Через две недели Чарли в буквальном смысле слова заболел Россией. Ему снились белокаменные церкви с золочеными куполами, похожие на зажженные свечи, красные кирпичные стены кремлей, березы с расплетенными косами, величественные медленные реки, горы черной икры, которую, кстати, американцы не слишком жалуют и величают чуть презрительно „рыбьими яйцами“. А также неисчислимое воинство пухленьких полногрудых матрешек, радушных и розовощеких.

А через три недели друзья сели в личный „форд“ Чарли, с которым американец не расставался, словно родился с рулем в руках, и отправились в длительное, полное приключений путешествие через всю Европу на Восток, в Москву.

И, надо сказать, эта цель манила Чарли не меньше, чем когда-то Наполеона или Гитлера. Приятели проезжали страну за страной. В ресторанах и отелях то и дело мелькала кредитная карточка Джексона. А также в „прорезях“ парковочных и телефонных автоматов, на бензозаправках и в веселом парижском квартале близ площади Пигаль.

Забавно, что Петю в краснофонарном Париже ничего не удивило, кроме разве что места, где предлагали себя мужчины. Они медленно бродили, одетые в одни сорочки, по мостовой. И к этому достопримечательному месту то и дело подъезжали шикарные лимузины с тонированными стеклами, за которыми скрывались оценивающие глаза богатых дам. Периодически кто-то из мужчин приподнимал руки, и тогда нижний край сорочки устремлялся вверх, открывая для обозрения покупательниц то, что они и желали здесь приобрести. Иногда дверца какого-нибудь лимузина открывалась, впуская избранного счастливца в темное бархатное нутро, и снова закрывалась. Автомобиль уносился в другие, более респектабельные кварталы…

Чарли и Петя колесили, заезжая в большие и малые города и государства. Когда „форд“ въехал на мост над символичной Эльбой, оба, и русский, и американец, испытали чувство восторга, сравнимое с тем, какое охватило встретившихся на этом месте лет пятьдесят назад союзников.

Все дороги, как казалось приятелям, вели в Москву. И привели в конце концов.

На Петю, как и следовало ожидать, сразу же навалилась уйма редакционных дел. Тем более что он прихватил к отпуску недельки две лишних.

А Чарли взяла „на поруки“ дантистка. Тем более что она сносно лепетала по-английски. Сначала Петина половина играла роль гида. Она открывала иностранцу экзотическую прелесть России, сопровождая его в Архангельское, Коломенское и Марфино. Потом она обнаружила в зубе гостя свежую дырочку. И, проявив все свое умение, законопатила ее в лучшем „русско-американском“ виде. Это был беспроигрышный прием: им хищная женщина покорила практически весь Союз писателей. Или два союза, на которые, как пчелиный рой, разделился теперь некогда единственный.

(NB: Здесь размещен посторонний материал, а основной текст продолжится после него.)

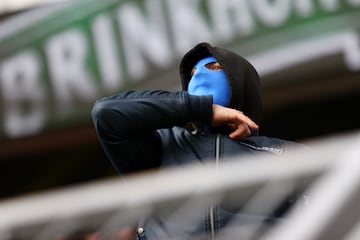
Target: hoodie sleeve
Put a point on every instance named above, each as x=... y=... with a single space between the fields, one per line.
x=126 y=124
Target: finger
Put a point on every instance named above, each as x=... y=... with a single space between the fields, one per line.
x=243 y=118
x=242 y=131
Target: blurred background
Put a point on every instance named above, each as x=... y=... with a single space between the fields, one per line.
x=58 y=57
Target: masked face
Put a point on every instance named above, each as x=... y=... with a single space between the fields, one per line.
x=208 y=78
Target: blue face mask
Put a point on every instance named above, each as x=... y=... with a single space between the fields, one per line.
x=205 y=81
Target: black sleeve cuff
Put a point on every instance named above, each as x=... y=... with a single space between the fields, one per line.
x=200 y=108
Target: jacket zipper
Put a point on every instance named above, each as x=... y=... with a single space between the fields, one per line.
x=217 y=160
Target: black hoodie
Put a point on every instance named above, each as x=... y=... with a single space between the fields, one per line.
x=144 y=129
x=243 y=78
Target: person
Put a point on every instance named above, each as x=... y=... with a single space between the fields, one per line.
x=215 y=116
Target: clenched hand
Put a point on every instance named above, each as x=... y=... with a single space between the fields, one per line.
x=239 y=124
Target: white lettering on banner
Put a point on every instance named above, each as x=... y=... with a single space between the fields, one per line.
x=130 y=38
x=66 y=53
x=21 y=83
x=272 y=13
x=304 y=7
x=351 y=44
x=187 y=24
x=230 y=18
x=330 y=5
x=143 y=35
x=106 y=50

В обратный путь Чарли снова пустился не один. Теперь его сопровождала экс-Орлова, вдохновленная его живописными англоязычными рассказами о диком Западе. Благо она понимала журналиста „в оригинале“. К счастью, он оказался холостым, а потому почел за честь спасти хотя бы одну прекрасную русскую полногрудую матрешку от невзгод эпохи перемен.

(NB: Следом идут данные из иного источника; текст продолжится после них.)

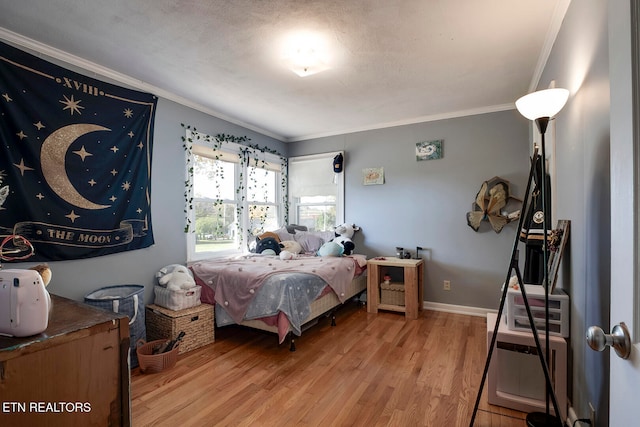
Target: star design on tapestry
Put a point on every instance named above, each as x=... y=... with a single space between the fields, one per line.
x=72 y=105
x=22 y=167
x=72 y=216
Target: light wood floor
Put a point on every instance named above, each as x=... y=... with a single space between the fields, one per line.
x=369 y=370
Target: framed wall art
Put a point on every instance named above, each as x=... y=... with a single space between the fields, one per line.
x=429 y=150
x=372 y=176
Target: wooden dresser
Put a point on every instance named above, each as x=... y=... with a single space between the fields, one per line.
x=74 y=373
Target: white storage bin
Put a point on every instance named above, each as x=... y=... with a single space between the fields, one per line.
x=176 y=300
x=518 y=320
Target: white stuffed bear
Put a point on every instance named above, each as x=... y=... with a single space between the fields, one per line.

А Петя Орлов страшился смотреться в зеркало, боясь увидеть в нем соперника матадора.

Нет, наверное, все же поэт Орлов происходил не из одноименного славного рода, а от случайной дворовой ветви графов… Потому что, как известно, истинные Орловы вели себя в подобных ситуациях абсолютно по-иному. Один из них, как рассказывали, обольстил и доставил из Италии ко двору Екатерины II самозванку Елизавету Тараканову. Но чтобы у Орловых уводили женщин?! Приоритет здесь принадлежал поэту Петру, который утешал себя тем, что главное — быть первым. В любом деле.

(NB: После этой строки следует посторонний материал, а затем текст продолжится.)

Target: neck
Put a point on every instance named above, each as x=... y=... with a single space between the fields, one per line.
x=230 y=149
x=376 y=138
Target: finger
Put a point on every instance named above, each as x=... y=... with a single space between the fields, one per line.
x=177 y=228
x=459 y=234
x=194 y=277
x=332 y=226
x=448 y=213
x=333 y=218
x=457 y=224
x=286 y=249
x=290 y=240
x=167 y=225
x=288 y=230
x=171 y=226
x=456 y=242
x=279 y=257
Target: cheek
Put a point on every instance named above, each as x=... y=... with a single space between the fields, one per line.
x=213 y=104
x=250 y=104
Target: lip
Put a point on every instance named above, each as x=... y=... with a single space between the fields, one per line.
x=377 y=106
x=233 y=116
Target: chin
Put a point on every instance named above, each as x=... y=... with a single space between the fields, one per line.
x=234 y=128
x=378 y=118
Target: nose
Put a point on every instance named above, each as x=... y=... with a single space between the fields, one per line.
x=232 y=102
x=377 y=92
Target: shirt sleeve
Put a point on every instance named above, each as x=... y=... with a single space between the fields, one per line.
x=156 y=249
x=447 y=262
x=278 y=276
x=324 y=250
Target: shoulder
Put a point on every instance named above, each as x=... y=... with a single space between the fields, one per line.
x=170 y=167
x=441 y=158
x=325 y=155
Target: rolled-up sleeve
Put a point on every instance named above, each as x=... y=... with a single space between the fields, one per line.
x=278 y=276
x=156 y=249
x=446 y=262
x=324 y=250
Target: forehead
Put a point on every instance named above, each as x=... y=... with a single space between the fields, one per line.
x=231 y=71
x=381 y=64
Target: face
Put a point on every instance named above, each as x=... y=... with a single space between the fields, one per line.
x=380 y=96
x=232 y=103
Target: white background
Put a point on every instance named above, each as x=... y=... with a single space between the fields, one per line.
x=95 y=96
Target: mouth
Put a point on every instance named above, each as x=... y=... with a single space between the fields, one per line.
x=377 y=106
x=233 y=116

— Вот тут-то я его и охомутала, — закончила повествование Ладова, — только пил он очень. Безобразно просто.

— А где же девочка, дочка его?

— Пока живет с нами. Но „зубастая“ звонила, что оформляет необходимые документы и вот-вот заберет ее в Штаты — Люба не выдержала и вздохнула: — Скорей бы! Совсем я умаялась с этим „вождем краснокожих“.

Настя тоже умаялась со своим „вождем“. Уже недели две, как она спала полусидя, потому что живот изнутри давил на диафрагму, отчего перехватывало дыхание.

„Скорей бы уж… Скорей бы…“ — осторожно вздыхала она.


Просматривая как-то свежий номер „СПИД-ннфо“, Настя среди выдержек из читательских писем обнаружила такое милое признание: „Жену свою я очень люблю, поэтому изменяю ей редко…“

Тема супружеской верности и измены в наше смутное время не слишком модная, в поэзии, в эстраде последних лет часто использовалась; при этом пропагандировалась скорее измена, чем верность. „Там, где я, там нет со мною места рядом“, — напевала Настя и невольно в ее мысли протискивалась тень Ростислава Коробова.

Тени — они вездесущи…


Эти проблемы занимали как доброй памяти леди Чаттерли, так и прекрасную свинарку по имени Минна Карлюн, из романа мудрого финского мужчины Марти Ларни.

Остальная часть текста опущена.